8.     Keadaan-keadaan lain di mana fungsi-fungsi kekuasaan konstitusional yang sah tidak dapat bekerja sebagaimana mestinya, kecuali dengan cara melanggar undang-undang tertentu, sementara keharusan untuk mengubah undang-undang dimaksud belum dapat terpenuhi dalam waktu yang tersedia.
Sebaliknya "kegentingan yang memaksa" mewakili perasaan si subjek, dalam hal ini "perasaan presiden" terhadap "situasi pemerintahan". Penetapaan kegentingan yang memaksa meletakkan subjektivitas presiden sebagai titik pusat pengambilan keputusan, sehingga sifatnya "fleksibel". Tergantung pada "perasaan" yang dialami oleh presiden.
Dasar hukum dari "kegentingan yang memaksa" sudah ditetapkan juga dalam UUD, sehingga apabila terjadi kegentingan yang memaksa, maka presiden dapat mengeluarkan "peraturan pemerintah pengganti undang-undang" atau disingkat Perppu. Dengan demikian, bentuk hu- kum dari "kegentingan yang memaksa" adalah Perppu yang sudah diatur pula formatnya dalam Undang-Undang Nomor 12 Tahun 2011 tentang Pembentukan Peraturan Perundang-undangan.

2. Kelebihan Buku
     
      Buku ini mencakup materi secara luas dan lengkap mengenai hukum tata negara Indonesia serta sistem pemerintahan negara sehingga layak sekali dijadikan sumber untuk menambah pengetahuan tentang hukum tata negara bagi pembaca.
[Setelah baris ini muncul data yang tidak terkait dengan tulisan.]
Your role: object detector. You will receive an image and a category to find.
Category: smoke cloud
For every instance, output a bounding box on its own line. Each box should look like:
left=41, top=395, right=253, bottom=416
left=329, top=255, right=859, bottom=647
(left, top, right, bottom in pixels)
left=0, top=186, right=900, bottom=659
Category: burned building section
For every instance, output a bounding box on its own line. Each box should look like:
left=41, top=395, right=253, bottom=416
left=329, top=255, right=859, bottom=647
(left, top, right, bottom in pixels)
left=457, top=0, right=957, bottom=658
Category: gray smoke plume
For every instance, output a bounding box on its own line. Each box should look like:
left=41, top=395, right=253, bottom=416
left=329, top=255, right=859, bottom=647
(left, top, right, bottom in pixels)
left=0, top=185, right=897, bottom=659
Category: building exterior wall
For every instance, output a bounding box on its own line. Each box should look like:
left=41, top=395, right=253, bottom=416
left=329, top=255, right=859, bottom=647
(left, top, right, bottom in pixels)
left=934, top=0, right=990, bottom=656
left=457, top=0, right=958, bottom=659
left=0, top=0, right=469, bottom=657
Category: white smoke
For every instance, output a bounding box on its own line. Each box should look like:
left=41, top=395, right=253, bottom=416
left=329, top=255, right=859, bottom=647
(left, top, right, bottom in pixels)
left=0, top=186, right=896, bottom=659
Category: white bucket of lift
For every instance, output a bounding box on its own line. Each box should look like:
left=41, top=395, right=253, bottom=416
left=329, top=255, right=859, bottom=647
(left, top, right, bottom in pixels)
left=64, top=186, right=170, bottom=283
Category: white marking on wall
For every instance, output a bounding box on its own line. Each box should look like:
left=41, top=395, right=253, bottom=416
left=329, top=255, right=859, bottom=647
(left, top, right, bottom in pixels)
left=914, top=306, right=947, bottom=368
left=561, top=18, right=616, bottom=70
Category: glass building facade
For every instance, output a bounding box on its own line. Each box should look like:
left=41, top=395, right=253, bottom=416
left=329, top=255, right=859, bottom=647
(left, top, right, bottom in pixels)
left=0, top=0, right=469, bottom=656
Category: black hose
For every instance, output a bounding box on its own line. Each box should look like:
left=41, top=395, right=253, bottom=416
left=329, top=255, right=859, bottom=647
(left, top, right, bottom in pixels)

Buku ini sangat bagus untuk dibaca oleh semua kalangan baik pelajar maupun masyarakat umum. Terlebih lagi bagi mahasiswa, buku ini sangat bermanfaat untuk mengembangkan wawasan ilmu pengetahuan khususnya ilmu yang berkaitan dengan hukum tata negara.

3. Kekurangan Buku

   Kekurangan dalam buku ini adalah mengenai pemahaman beberapa istilah-istilah yang kurang diketahui bagi pemula yang baru membaca serta baru mempelajari mengenai hal yang berkaitan dengan hukum tata negara sehingga ada beberapa materi dari penulis yang belum dapat diserap oleh pembaca, selain itu harga buku juga tergolong cukup mahal.